Le festin des noces (Walima) : entre sunna et extravagance
La walima est une Sunna et une annonce de joie, pas une arène pour se vanter. Comment le faire avec modération pour préserver la Sunna et faciliter le mariage ?
La fête des noces (walima) fait partie des Sunnahs du mariage qui annoncent la joie, font connaître le mariage et rassemblent la famille et les proches autour d'une table d'amour. Pourtant, à notre époque, cela s’est parfois transformé en un lourd fardeau et en un lieu de vantardise, jusqu’à devenir une cause pour retarder le mariage au lieu de couronner sa joie. Rendre au walima son sens authentique préserve la Sunna et facilite la vie des jeunes.
La Walima est une Sunna et une annonce
Le Prophète (que la paix soit sur lui) a exhorté la walima, même avec quelque chose de petit, en disant à celui qui se mariait : « Organisez une fête, même avec un mouton. » La walima annonce le mariage, montre la joie et honore les invités ; il s’agit du maintien des liens de parenté et du partage par la communauté des joies d’un nouveau foyer. C’est un culte et une belle coutume lorsqu’il est exécuté avec une bonne intention.
Son étiquette et son esprit
L'étiquette de la walima consiste à accepter l'invitation, à honorer l'invité, à se souvenir d'Allah et à éviter ce qui contredit la charia, comme les mélanges interdits ou les divertissements interdits.
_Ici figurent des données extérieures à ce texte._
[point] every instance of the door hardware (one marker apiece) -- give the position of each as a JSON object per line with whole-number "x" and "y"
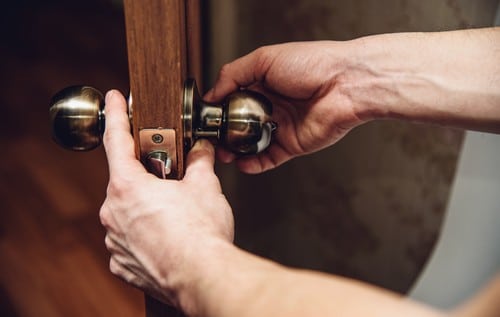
{"x": 242, "y": 123}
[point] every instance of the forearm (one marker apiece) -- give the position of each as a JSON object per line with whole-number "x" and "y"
{"x": 236, "y": 283}
{"x": 447, "y": 78}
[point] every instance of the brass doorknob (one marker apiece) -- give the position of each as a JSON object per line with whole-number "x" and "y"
{"x": 242, "y": 122}
{"x": 77, "y": 118}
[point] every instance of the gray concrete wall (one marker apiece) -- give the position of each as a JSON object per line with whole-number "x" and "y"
{"x": 371, "y": 206}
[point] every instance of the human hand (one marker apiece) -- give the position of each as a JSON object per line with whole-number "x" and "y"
{"x": 156, "y": 227}
{"x": 304, "y": 82}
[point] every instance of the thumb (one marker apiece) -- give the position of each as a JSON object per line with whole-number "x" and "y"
{"x": 200, "y": 164}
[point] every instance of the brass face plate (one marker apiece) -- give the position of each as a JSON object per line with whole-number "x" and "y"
{"x": 158, "y": 140}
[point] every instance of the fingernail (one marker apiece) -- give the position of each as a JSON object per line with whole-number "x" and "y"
{"x": 109, "y": 95}
{"x": 209, "y": 94}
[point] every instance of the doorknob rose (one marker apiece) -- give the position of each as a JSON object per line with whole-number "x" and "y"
{"x": 242, "y": 122}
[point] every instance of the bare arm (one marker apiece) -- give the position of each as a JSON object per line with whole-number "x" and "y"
{"x": 322, "y": 90}
{"x": 236, "y": 283}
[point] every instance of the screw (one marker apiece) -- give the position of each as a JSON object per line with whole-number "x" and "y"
{"x": 157, "y": 138}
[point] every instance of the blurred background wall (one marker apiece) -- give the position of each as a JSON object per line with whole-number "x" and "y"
{"x": 369, "y": 207}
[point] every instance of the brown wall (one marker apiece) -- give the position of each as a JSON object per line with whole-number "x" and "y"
{"x": 370, "y": 206}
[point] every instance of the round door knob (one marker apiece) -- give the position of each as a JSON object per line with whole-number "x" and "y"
{"x": 77, "y": 118}
{"x": 242, "y": 122}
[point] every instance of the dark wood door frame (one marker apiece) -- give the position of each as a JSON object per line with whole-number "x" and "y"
{"x": 163, "y": 40}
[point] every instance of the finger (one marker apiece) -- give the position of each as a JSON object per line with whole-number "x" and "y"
{"x": 224, "y": 156}
{"x": 117, "y": 139}
{"x": 274, "y": 156}
{"x": 200, "y": 164}
{"x": 242, "y": 72}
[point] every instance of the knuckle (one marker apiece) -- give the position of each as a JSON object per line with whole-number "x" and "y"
{"x": 114, "y": 267}
{"x": 104, "y": 215}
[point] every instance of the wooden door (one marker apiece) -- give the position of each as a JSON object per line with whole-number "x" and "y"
{"x": 163, "y": 40}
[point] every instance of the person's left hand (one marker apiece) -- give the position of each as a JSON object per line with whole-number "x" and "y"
{"x": 156, "y": 227}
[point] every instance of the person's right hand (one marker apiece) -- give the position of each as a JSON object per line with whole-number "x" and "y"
{"x": 305, "y": 82}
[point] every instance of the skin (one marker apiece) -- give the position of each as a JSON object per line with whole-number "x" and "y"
{"x": 173, "y": 239}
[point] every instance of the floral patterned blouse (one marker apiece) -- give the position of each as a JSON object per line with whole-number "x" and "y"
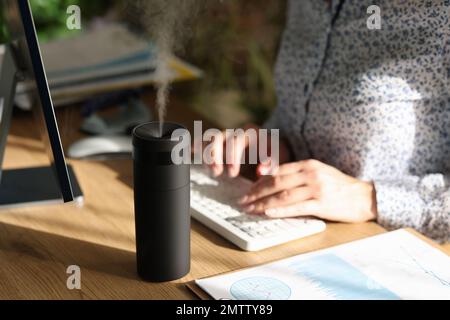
{"x": 374, "y": 103}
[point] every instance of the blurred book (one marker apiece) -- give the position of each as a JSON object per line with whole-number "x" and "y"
{"x": 103, "y": 59}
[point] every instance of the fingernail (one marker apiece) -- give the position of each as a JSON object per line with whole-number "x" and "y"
{"x": 249, "y": 209}
{"x": 271, "y": 212}
{"x": 231, "y": 172}
{"x": 243, "y": 200}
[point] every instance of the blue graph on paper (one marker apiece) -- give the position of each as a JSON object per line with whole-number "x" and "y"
{"x": 339, "y": 279}
{"x": 260, "y": 288}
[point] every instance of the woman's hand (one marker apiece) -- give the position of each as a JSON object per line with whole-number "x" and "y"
{"x": 312, "y": 188}
{"x": 231, "y": 163}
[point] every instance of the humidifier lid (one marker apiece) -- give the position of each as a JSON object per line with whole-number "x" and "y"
{"x": 148, "y": 136}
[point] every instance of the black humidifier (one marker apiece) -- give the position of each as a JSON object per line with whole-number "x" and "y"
{"x": 161, "y": 200}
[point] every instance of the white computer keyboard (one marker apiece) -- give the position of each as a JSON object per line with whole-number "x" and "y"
{"x": 214, "y": 203}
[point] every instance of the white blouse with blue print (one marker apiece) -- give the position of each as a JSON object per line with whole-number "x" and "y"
{"x": 373, "y": 103}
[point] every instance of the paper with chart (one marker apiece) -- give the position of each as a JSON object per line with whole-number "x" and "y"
{"x": 395, "y": 265}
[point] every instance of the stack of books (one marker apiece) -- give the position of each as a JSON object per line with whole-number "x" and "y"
{"x": 107, "y": 58}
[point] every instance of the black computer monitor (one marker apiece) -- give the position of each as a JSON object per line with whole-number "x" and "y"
{"x": 22, "y": 61}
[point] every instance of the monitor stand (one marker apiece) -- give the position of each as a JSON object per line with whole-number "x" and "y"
{"x": 27, "y": 186}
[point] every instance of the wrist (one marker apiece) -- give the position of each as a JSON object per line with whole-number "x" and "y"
{"x": 371, "y": 210}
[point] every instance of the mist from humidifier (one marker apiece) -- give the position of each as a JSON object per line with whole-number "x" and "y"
{"x": 168, "y": 24}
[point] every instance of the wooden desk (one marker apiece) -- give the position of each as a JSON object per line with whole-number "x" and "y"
{"x": 37, "y": 244}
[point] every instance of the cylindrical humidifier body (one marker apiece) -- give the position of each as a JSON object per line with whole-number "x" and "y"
{"x": 162, "y": 202}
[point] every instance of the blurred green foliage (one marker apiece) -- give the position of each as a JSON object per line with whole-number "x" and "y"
{"x": 50, "y": 16}
{"x": 234, "y": 42}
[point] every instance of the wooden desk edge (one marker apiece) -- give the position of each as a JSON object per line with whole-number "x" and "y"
{"x": 199, "y": 292}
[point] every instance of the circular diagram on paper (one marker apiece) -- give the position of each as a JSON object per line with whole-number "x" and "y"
{"x": 260, "y": 288}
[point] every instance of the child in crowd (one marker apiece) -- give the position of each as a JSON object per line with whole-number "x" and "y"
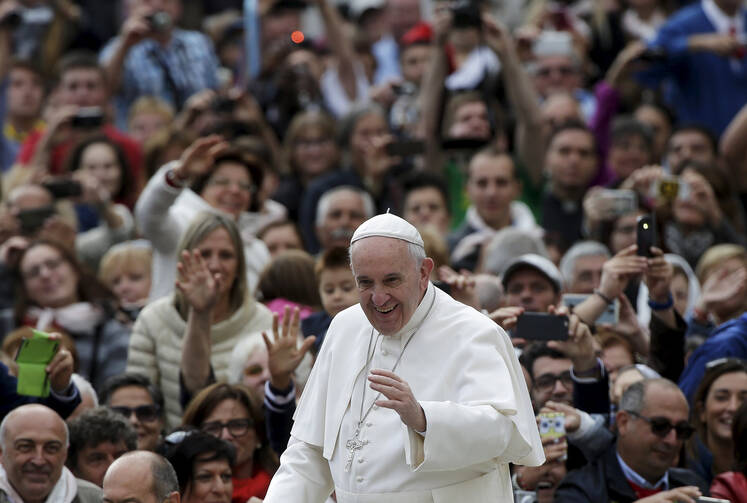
{"x": 126, "y": 271}
{"x": 337, "y": 290}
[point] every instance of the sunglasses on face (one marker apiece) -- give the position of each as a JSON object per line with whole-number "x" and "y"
{"x": 143, "y": 413}
{"x": 236, "y": 427}
{"x": 660, "y": 426}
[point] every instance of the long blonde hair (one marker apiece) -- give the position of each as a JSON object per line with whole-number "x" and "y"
{"x": 200, "y": 228}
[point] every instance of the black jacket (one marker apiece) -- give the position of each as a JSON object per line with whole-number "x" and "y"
{"x": 603, "y": 481}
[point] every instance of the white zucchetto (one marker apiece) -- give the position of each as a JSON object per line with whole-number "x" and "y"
{"x": 389, "y": 226}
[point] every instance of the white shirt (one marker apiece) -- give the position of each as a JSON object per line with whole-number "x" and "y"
{"x": 460, "y": 367}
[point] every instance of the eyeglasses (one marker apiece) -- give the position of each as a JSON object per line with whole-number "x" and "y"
{"x": 34, "y": 271}
{"x": 236, "y": 427}
{"x": 143, "y": 413}
{"x": 660, "y": 426}
{"x": 547, "y": 381}
{"x": 225, "y": 182}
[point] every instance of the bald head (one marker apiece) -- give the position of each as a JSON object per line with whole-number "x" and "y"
{"x": 27, "y": 197}
{"x": 141, "y": 476}
{"x": 33, "y": 441}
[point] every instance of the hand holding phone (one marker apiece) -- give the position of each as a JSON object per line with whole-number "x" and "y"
{"x": 645, "y": 235}
{"x": 542, "y": 327}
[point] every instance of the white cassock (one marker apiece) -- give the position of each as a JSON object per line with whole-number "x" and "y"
{"x": 462, "y": 369}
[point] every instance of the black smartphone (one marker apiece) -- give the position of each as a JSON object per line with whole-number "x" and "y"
{"x": 63, "y": 188}
{"x": 405, "y": 148}
{"x": 645, "y": 232}
{"x": 88, "y": 118}
{"x": 32, "y": 220}
{"x": 542, "y": 327}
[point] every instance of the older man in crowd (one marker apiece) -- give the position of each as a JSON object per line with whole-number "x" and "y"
{"x": 142, "y": 477}
{"x": 372, "y": 439}
{"x": 33, "y": 445}
{"x": 652, "y": 425}
{"x": 97, "y": 438}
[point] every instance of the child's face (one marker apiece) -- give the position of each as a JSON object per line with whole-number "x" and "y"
{"x": 337, "y": 289}
{"x": 131, "y": 286}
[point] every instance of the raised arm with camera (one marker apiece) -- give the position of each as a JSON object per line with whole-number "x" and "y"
{"x": 521, "y": 94}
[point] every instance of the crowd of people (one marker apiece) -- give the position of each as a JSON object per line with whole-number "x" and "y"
{"x": 181, "y": 182}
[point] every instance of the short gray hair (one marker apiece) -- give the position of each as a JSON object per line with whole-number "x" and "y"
{"x": 577, "y": 251}
{"x": 165, "y": 481}
{"x": 417, "y": 253}
{"x": 507, "y": 244}
{"x": 325, "y": 201}
{"x": 4, "y": 428}
{"x": 634, "y": 398}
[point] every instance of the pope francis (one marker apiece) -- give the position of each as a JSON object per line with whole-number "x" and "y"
{"x": 415, "y": 398}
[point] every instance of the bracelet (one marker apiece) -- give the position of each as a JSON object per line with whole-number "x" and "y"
{"x": 603, "y": 296}
{"x": 661, "y": 306}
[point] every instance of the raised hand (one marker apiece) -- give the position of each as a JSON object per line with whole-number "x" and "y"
{"x": 618, "y": 270}
{"x": 580, "y": 344}
{"x": 60, "y": 369}
{"x": 507, "y": 317}
{"x": 399, "y": 398}
{"x": 284, "y": 354}
{"x": 198, "y": 158}
{"x": 200, "y": 287}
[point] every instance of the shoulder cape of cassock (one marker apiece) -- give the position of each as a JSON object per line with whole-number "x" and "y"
{"x": 460, "y": 357}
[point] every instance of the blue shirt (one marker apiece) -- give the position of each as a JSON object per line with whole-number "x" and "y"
{"x": 729, "y": 339}
{"x": 186, "y": 65}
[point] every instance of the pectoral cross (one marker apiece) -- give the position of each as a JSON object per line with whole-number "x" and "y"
{"x": 354, "y": 444}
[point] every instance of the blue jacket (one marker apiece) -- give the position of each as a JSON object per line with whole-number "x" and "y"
{"x": 10, "y": 399}
{"x": 729, "y": 339}
{"x": 701, "y": 87}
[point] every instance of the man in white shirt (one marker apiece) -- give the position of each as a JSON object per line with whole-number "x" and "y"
{"x": 414, "y": 398}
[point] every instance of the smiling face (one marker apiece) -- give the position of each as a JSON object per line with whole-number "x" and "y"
{"x": 648, "y": 454}
{"x": 389, "y": 284}
{"x": 220, "y": 256}
{"x": 49, "y": 279}
{"x": 100, "y": 160}
{"x": 245, "y": 444}
{"x": 724, "y": 398}
{"x": 211, "y": 482}
{"x": 491, "y": 187}
{"x": 229, "y": 188}
{"x": 34, "y": 451}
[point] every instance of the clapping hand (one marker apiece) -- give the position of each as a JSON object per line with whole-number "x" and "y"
{"x": 284, "y": 354}
{"x": 200, "y": 287}
{"x": 198, "y": 158}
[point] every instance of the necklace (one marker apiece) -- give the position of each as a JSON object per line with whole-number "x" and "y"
{"x": 354, "y": 443}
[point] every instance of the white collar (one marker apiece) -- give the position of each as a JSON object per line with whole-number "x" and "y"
{"x": 632, "y": 476}
{"x": 720, "y": 20}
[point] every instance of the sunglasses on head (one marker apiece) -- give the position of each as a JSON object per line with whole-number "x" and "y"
{"x": 660, "y": 426}
{"x": 144, "y": 413}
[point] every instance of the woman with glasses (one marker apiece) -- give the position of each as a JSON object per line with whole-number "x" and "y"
{"x": 225, "y": 411}
{"x": 202, "y": 464}
{"x": 54, "y": 294}
{"x": 310, "y": 151}
{"x": 196, "y": 328}
{"x": 211, "y": 176}
{"x": 715, "y": 404}
{"x": 135, "y": 397}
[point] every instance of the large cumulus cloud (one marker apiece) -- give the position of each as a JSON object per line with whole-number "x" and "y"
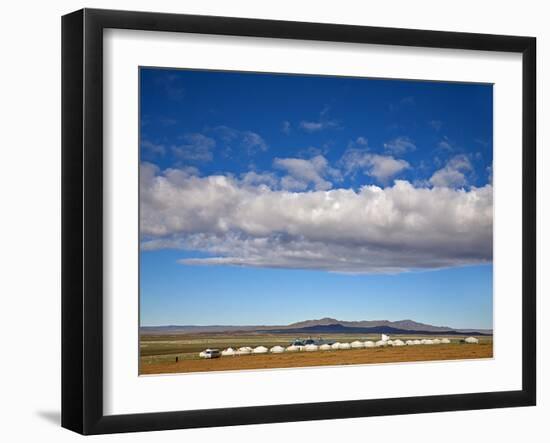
{"x": 371, "y": 230}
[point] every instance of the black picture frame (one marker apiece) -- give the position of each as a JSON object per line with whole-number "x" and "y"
{"x": 82, "y": 220}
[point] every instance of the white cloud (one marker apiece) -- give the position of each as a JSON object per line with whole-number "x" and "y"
{"x": 445, "y": 144}
{"x": 319, "y": 125}
{"x": 359, "y": 142}
{"x": 196, "y": 147}
{"x": 381, "y": 167}
{"x": 367, "y": 231}
{"x": 302, "y": 173}
{"x": 453, "y": 174}
{"x": 252, "y": 178}
{"x": 400, "y": 145}
{"x": 253, "y": 142}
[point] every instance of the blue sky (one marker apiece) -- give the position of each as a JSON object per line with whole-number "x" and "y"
{"x": 269, "y": 199}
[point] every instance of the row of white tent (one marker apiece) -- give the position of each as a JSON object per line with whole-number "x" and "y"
{"x": 338, "y": 346}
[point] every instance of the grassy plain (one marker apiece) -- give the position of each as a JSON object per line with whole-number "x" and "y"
{"x": 158, "y": 353}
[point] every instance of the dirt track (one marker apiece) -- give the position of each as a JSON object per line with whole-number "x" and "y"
{"x": 325, "y": 358}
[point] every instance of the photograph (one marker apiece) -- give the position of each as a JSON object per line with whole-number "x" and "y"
{"x": 299, "y": 221}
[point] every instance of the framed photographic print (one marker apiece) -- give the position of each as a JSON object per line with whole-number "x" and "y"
{"x": 269, "y": 221}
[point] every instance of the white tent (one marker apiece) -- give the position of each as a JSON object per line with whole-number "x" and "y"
{"x": 228, "y": 352}
{"x": 203, "y": 353}
{"x": 259, "y": 350}
{"x": 277, "y": 349}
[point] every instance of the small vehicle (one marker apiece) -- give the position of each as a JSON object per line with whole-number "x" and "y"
{"x": 210, "y": 353}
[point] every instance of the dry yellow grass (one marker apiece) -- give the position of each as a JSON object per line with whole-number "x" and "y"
{"x": 324, "y": 358}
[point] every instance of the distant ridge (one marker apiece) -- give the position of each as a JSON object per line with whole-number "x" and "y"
{"x": 323, "y": 325}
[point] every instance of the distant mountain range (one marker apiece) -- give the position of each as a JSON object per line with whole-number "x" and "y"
{"x": 323, "y": 326}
Son véritable esprit réside dans la joie légitime et la générosité sincère, et non dans la grandeur de la salle ou l'abondance des plats. La walima bénie est celle que fréquentent les pauvres ainsi que les riches, où l'on se souvient d'Allah et où l'on prie pour le couple.
Le fléau de l'extravagance et de la vantardise
Parmi les plus grandes choses qui gâtent la walima, il y a l'extravagance et la vantardise, jusqu'à ce qu'elles se transforment en dette pesant sur le couple ou leurs familles. L'extravagance est interdite par la charia, et la nourriture jetée lors de mariages somptueux est une tragédie à une époque où beaucoup ont faim. Lorsque la walima devient une race sociale, elle perd sa bénédiction et passe du statut de Sunna à celui de fardeau.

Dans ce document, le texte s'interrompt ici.